Is A Fixed Rate Mortgage Your Best Choice Now?
Given the massive problems in the mortgage industry today, it is hardly a surprise most people are running for the safety of the fixed rate mortgage. Is this a smart move, though?
There are two general categories of loans in the mortgage world. One comes with a fixed rate mortgage and one with some form of adjustable rate mortgage. Fixed rate tend to cost more up front because the interest rate is higher than that of an adjustable rate mortgage. Over time, however, the fixed rate is often considered safer because it is a stable figure. Regardless of what the finance markets do, you will always pay the same interest rate and corresponding loan payment.

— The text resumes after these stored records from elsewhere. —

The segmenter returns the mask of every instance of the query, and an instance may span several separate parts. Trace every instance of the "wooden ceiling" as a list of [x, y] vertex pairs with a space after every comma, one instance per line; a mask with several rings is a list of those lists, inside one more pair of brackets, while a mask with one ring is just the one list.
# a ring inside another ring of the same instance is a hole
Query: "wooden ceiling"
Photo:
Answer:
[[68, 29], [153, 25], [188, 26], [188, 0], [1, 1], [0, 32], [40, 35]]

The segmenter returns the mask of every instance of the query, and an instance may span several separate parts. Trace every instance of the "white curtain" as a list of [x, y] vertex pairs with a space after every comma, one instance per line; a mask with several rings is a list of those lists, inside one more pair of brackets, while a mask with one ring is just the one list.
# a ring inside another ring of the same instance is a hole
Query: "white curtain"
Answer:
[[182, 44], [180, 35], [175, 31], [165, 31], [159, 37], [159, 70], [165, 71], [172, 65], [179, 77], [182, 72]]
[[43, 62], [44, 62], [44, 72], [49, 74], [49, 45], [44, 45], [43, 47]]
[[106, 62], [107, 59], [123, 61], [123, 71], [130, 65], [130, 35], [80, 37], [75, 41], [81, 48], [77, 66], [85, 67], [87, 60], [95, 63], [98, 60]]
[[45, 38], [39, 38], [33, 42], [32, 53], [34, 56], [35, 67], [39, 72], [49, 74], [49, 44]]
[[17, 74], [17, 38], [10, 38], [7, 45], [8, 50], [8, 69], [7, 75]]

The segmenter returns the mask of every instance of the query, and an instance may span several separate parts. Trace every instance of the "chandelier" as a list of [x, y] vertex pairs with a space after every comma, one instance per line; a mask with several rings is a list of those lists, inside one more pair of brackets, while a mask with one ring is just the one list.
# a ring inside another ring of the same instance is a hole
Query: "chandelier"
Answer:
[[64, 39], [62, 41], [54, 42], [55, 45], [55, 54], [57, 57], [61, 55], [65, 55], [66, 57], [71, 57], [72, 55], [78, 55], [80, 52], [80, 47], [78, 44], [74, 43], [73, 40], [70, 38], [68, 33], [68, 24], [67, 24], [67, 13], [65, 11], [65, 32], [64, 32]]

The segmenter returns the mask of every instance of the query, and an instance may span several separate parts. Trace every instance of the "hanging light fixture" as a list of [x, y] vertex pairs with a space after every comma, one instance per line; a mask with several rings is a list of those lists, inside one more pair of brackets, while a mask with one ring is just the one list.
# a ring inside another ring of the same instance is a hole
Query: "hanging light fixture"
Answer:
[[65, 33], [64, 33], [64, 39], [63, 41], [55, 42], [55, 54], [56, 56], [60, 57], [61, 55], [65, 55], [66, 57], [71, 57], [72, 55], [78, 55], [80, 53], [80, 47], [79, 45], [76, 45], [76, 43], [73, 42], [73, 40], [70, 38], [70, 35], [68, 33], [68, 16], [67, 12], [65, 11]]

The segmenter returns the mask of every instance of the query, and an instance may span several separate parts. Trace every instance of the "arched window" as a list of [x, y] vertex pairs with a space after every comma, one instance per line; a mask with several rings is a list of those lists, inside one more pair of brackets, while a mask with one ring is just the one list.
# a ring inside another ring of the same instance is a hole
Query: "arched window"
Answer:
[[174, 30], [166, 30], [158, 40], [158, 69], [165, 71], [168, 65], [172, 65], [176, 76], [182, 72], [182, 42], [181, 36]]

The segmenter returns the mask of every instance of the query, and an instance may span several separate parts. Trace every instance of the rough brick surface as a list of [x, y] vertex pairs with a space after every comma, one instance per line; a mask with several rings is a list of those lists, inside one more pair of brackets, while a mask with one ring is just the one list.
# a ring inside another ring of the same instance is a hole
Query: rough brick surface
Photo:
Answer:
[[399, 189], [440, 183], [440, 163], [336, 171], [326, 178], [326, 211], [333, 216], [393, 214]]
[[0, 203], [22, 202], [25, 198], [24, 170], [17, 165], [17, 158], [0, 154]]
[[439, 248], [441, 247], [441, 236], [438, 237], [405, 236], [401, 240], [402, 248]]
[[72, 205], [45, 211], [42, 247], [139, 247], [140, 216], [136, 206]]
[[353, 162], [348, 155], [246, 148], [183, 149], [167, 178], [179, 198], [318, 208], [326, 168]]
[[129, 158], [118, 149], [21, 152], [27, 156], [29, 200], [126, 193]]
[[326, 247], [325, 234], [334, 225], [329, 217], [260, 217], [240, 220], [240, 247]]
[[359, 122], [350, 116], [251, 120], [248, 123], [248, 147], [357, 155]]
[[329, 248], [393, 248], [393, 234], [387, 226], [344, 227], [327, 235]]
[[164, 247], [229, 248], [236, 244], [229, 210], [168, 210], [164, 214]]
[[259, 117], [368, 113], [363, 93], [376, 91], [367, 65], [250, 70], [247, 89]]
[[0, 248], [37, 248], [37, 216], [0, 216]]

Unless you’ve been living in a cave, you probably know about the mortgage industry mess we are in. Simply put, far too many people were given money than should have been. To compound matters, borrowers often stretched to get into houses they really couldn’t afford. Almost all of this was done through one form or another of an adjustable rate mortgage. When rates went up or reset to higher levels, people couldn’t meet the payment obligations and the real estate bubble exploded like the Hindenburg.
Given this scenario, the common notion these days is a fixed rate mortgage is where you want to be. Is this really a smart choice? It may be, but the picture is not nearly as crystal clear as the pundits would want you to believe. Whenever something goes wrong in a market, there is often a major overreaction. This scenario may be playing out when it comes to mortgages.
To gauge the merits of different loan products, we need to take a step back and look at the big picture. What do we see? An economy that is cooling off in a big way. Most believe we are in a recession and will be in the doldrums for the next few years. What happens in such a market? The Federal Reserve tries to fire up the economy by making money cheaper. This ultimately leads to lower interest rates on mortgages, a fact we are already seeing as the fed has significantly been cutting its rates.
If we are in a recession, the likelihood of the Federal Reserve cranking up interest rates is pretty remote. Doing so my throw us into a depression, not a recession. Given this fact, the “risk” of going into an adjustable rate mortgage probably is not found in the interest rate potentially going up.
Does this mean you should go with some form of an adjustable rate mortgage instead of a fixed? There is no correct answer. Do you own research and make an informed decision. Don’t just discount the idea of an adjustable mortgage out of hand.